Institutions and Individuals: Challenging Authority in Revolutionary France

Archie Livingston, Jr., Social Studies, Alexander Graham Middle School

Final Unit (PDF)  Implementing Common Core Standards (PDF)

Synopsis

The unit is designed for adolescent students as a diluted instructional
sequence of the French Revolution and will consist of seven lessons with various
assessment pieces. It will focus on five icons for students to process the causes, events,
and lasting effects of this challenge to absolutism including: the nobility, the
disenfranchised French subject, enlightened member of the middle class, the guillotine,
and Code Napoleon. Beginning by examining the egregious spending by Louis XIV and
life at the royal court in comparison to the peasant, students will begin to build a
framework of the alienated masses, and how centuries of political disenfranchisement led
to dissatisfaction for many.
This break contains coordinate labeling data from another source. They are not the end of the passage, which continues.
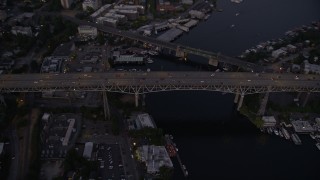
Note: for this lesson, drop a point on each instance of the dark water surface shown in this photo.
(214, 141)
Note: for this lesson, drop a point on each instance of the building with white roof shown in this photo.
(302, 126)
(100, 11)
(130, 14)
(138, 8)
(88, 31)
(94, 4)
(45, 117)
(118, 17)
(52, 64)
(21, 30)
(196, 14)
(154, 157)
(88, 150)
(128, 59)
(107, 21)
(269, 121)
(144, 120)
(66, 3)
(278, 53)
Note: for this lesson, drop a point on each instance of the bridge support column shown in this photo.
(136, 99)
(236, 98)
(306, 99)
(180, 53)
(143, 99)
(2, 101)
(213, 62)
(240, 101)
(106, 106)
(263, 104)
(299, 94)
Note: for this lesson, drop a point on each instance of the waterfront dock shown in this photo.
(296, 139)
(170, 35)
(172, 150)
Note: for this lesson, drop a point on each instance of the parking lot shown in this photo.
(110, 162)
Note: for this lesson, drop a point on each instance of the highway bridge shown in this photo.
(147, 82)
(180, 49)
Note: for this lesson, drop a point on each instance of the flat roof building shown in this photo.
(154, 157)
(311, 68)
(144, 120)
(302, 126)
(269, 121)
(128, 59)
(196, 14)
(66, 3)
(66, 138)
(21, 30)
(88, 150)
(88, 31)
(94, 4)
(107, 21)
(100, 11)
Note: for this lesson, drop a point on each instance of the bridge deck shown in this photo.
(144, 82)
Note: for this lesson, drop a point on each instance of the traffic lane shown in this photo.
(74, 84)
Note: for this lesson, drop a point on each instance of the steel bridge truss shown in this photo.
(142, 89)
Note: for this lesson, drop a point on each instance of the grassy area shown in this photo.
(250, 107)
(81, 166)
(34, 152)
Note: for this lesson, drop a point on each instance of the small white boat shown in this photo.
(149, 61)
(281, 134)
(312, 136)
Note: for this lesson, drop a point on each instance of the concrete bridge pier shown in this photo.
(240, 101)
(299, 94)
(2, 101)
(263, 104)
(213, 62)
(180, 53)
(136, 99)
(306, 99)
(236, 98)
(106, 108)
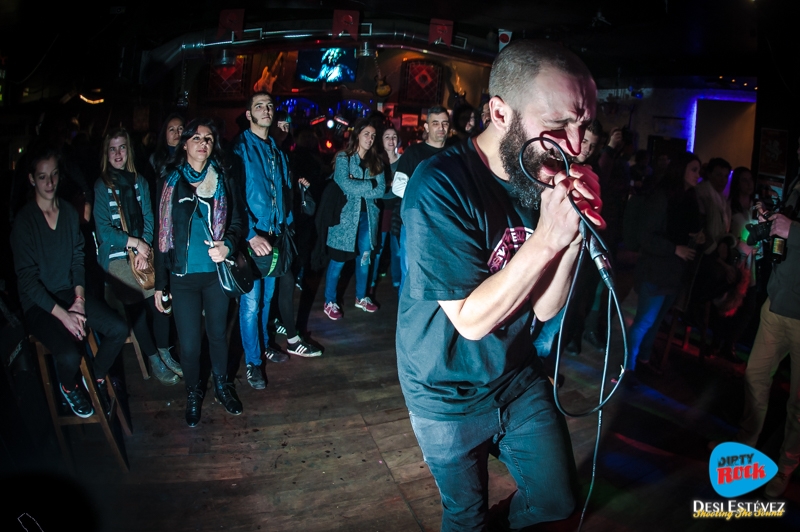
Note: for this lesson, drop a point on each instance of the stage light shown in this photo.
(93, 102)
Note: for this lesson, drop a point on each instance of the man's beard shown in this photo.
(255, 121)
(527, 192)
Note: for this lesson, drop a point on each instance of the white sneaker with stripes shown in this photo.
(303, 349)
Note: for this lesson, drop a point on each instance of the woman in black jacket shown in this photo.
(669, 234)
(199, 197)
(48, 260)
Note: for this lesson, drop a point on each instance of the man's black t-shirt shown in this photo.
(462, 225)
(415, 154)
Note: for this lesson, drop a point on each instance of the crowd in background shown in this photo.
(686, 219)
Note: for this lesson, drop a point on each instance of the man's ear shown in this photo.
(501, 113)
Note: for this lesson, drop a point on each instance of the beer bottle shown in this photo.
(166, 302)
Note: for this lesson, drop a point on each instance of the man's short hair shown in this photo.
(716, 162)
(42, 153)
(437, 110)
(258, 93)
(516, 66)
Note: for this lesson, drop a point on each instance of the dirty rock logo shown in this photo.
(736, 469)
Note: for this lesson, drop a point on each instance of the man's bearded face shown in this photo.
(526, 191)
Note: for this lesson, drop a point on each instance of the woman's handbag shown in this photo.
(235, 273)
(278, 262)
(147, 277)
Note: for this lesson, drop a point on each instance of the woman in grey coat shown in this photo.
(359, 173)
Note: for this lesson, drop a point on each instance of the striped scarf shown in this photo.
(220, 207)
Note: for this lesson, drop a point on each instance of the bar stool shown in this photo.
(100, 416)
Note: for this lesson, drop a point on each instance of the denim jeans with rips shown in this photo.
(528, 435)
(254, 317)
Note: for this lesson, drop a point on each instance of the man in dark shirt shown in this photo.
(487, 251)
(778, 335)
(437, 126)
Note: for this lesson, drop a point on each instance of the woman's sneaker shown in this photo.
(303, 349)
(77, 401)
(333, 311)
(366, 305)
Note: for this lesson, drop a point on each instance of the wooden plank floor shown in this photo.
(328, 445)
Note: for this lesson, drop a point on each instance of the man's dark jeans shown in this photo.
(528, 435)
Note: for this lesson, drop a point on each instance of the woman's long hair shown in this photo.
(736, 187)
(161, 155)
(189, 131)
(119, 132)
(673, 181)
(372, 160)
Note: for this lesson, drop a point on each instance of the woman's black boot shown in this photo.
(194, 401)
(226, 395)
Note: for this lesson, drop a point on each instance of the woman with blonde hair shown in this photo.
(124, 221)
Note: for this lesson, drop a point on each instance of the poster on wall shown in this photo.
(772, 153)
(274, 71)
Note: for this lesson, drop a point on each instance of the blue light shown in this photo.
(691, 126)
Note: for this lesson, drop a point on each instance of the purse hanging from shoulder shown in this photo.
(145, 278)
(235, 273)
(279, 261)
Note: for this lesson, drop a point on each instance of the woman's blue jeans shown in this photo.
(364, 250)
(650, 311)
(528, 435)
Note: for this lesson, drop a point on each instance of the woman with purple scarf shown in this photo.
(197, 198)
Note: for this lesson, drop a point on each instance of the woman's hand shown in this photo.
(217, 250)
(699, 237)
(142, 249)
(74, 322)
(260, 246)
(685, 252)
(140, 262)
(78, 307)
(157, 300)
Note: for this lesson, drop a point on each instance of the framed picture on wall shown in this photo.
(772, 152)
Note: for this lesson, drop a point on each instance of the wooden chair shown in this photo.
(99, 416)
(680, 311)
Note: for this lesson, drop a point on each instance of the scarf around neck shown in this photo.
(191, 176)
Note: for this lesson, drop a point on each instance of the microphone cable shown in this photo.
(598, 252)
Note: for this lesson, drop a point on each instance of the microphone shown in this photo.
(598, 254)
(601, 262)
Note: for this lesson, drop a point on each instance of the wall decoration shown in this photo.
(229, 82)
(421, 83)
(772, 152)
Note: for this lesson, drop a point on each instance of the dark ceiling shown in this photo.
(643, 42)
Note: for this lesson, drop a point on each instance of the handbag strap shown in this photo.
(119, 209)
(208, 232)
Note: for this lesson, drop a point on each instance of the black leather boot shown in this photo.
(226, 395)
(194, 401)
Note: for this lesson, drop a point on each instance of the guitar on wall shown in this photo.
(382, 89)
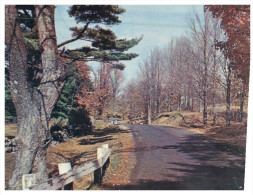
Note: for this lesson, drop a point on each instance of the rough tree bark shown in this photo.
(228, 89)
(33, 106)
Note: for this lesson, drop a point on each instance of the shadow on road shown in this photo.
(218, 166)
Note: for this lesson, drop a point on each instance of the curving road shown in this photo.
(176, 159)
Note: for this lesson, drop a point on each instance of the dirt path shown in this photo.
(174, 159)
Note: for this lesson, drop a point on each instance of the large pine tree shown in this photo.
(38, 70)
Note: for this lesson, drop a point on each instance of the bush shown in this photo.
(79, 122)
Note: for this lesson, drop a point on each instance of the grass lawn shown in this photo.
(81, 150)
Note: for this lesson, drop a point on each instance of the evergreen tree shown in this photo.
(10, 112)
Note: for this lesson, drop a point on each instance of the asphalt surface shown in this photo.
(176, 159)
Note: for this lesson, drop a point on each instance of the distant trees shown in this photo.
(37, 70)
(200, 69)
(102, 92)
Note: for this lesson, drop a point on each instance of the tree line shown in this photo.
(206, 67)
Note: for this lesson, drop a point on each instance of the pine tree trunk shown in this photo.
(179, 102)
(33, 106)
(214, 110)
(228, 88)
Then, by using an intellectual as the representation of the
middle class, students will study political philosophy and how the Enlightenment ideals
of natural rights and a social contract existing between citizen and state gave rise to
violence. The final piece examines the reform efforts instituted by Napoleon Bonaparte
as a product of the revolutionary idealism of equality for all men. The goal is not only
content mastery, but for students to develop concrete images of select icons which can be
used as a model for understanding subsequent studies of social revolution.